Apple becomes largest consumer of MEMS microphones in 2011

MEMS microphones are very small devices that employ a pressure-sensitive diaphragm etched on a semiconductor. The microphones are commonly employed in cellphones, headsets, notebook PCs and video cameras, replacing conventional electret condenser microphones (ECM) while providing greater clarity and reception of sound for the commands spoken by users into their devices.

Although they are significantly more expensive than ECM devices, MEMS microphones provide a host of advantages in terms of size, scalability, temperature stability and sound quality. These attributes have spurred the adoption of MEMS microphones among major brand names like Apple and Samsung, resulting in rapid sales growth.

“Apple in 2010 sounded the starting gun for the current boom in MEMS microphone sales when it adopted the devices in its iPhone 4,” said Jérémie Bouchaud, director and principal analyst, MEMS and sensors, for IHS. “However, with the addition of MEMS microphones into the iPad 2 in 2011, Apple’s purchasing of the tiny devices went into overdrive. Apple outstripped all other rivals to become the largest consumer of the devices, helping the drive the growth of the overall market.”

Apple uses two analogue MEMS microphones in its iPhone 4 and 4S phones, one analogue MEMS microphone in the headset sold with the iPhone, and one digital MEMS microphone for Pad 2 tablets.

Samsung uses dual MEMS microphones for its smartphones, and the microphones are also utilized in the company’s Galaxy 10.1 tablet. Samsung’s share in 2011 was roughly the same as it was in 2010, hovering in the 20 percent range, allowing Apple to jump ahead of the South Korean electronics giant.

Other notable MEMS microphones buyers include LG Electronics for its phones and G-Slate tablet; as well as Motorola Inc., an early adopter via its Razr phones as early as 2003.

Overall global shipments of MEMS microphones rose to 1.3 billion units in 2011, up 82 percent from 704 million in 2010. MEMS microphone revenue in 2012 is projected to reach $493.5 million, up a solid 32 percent from $373.2 million in 2011.

This year’s revenue expansion continues last year’s remarkable 64 percent increase, and the next few years also will see healthy prospects for the space. By 2015, MEMS microphone revenue will hit approximately $667.0 million, equivalent to a five-year compound annual growth rate of 24 percent starting from 2010, as shown in the figure attached. Shipments in 2015 will amount to some 2.9 billion units.

“The rapid growth of the market is due to a combination of three factors,” Bouchaud said. “First, MEMS penetration in handsets continues unabated, with 50 percent of mobile phones using the devices in 2011, up from 38 percent in 2010. Handsets, in fact, make up the top application device for MEMS microphones.
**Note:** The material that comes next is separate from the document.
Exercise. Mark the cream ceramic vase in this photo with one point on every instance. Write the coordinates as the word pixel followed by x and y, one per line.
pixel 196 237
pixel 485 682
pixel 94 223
“Second, there has been a rapid adoption of multiple microphones in smartphone devices for noise compression—particularly important for voice commands such as those used in the Siri speech-recognition feature of the iPhone 4S. Third, MEMS microphones are becoming more widely used in a growing number of devices, including laptops, tablets, gaming consoles and cameras.”

Among suppliers, Illinois-based Knowles Electronics continues to dominate the market, although its share of MEMS microphone shipments has fallen from 88 percent in 2010 to 75 percent last year. Knowles supplies to Apple, Samsung, LG and Motorola.

Also figuring prominently in the supply chain are ECM suppliers that now have begun to expand their portfolios by including MEMS microphones. Within this group, AAC Inc. from Hong Kong is the most successful to date with 11 percent market share in 2011, functioning also as a second source to Knowles for the iPhone 4 and 4S. AAC, together with Chinese-based ECM makers GoerTek Inc., Japanese-based Hosiden and South Korean BSE Co. Ltd, shipped more than 200 million MEMS microphones in 2011, with each buying MEMS dies from German outfit Infineon Technologies AG.

The No. 3 supplier in 2011 was Analog Devices Inc. of Massachusetts, thanks to its design win with the digital MEMS microphone in the Apple iPad 2. The company also sells into some niche applications, including teleconference equipment.

Other important MEMS microphone suppliers are Bosch-acquired company Akustica Inc. from Pennsylvania, which in 2011 sold tens of millions of digital MEMS microphones for use in laptops, up from less than 4 million in 2010; and Italian-French entity STMicroelectronics, a top supplier also of digital MEMS microphones.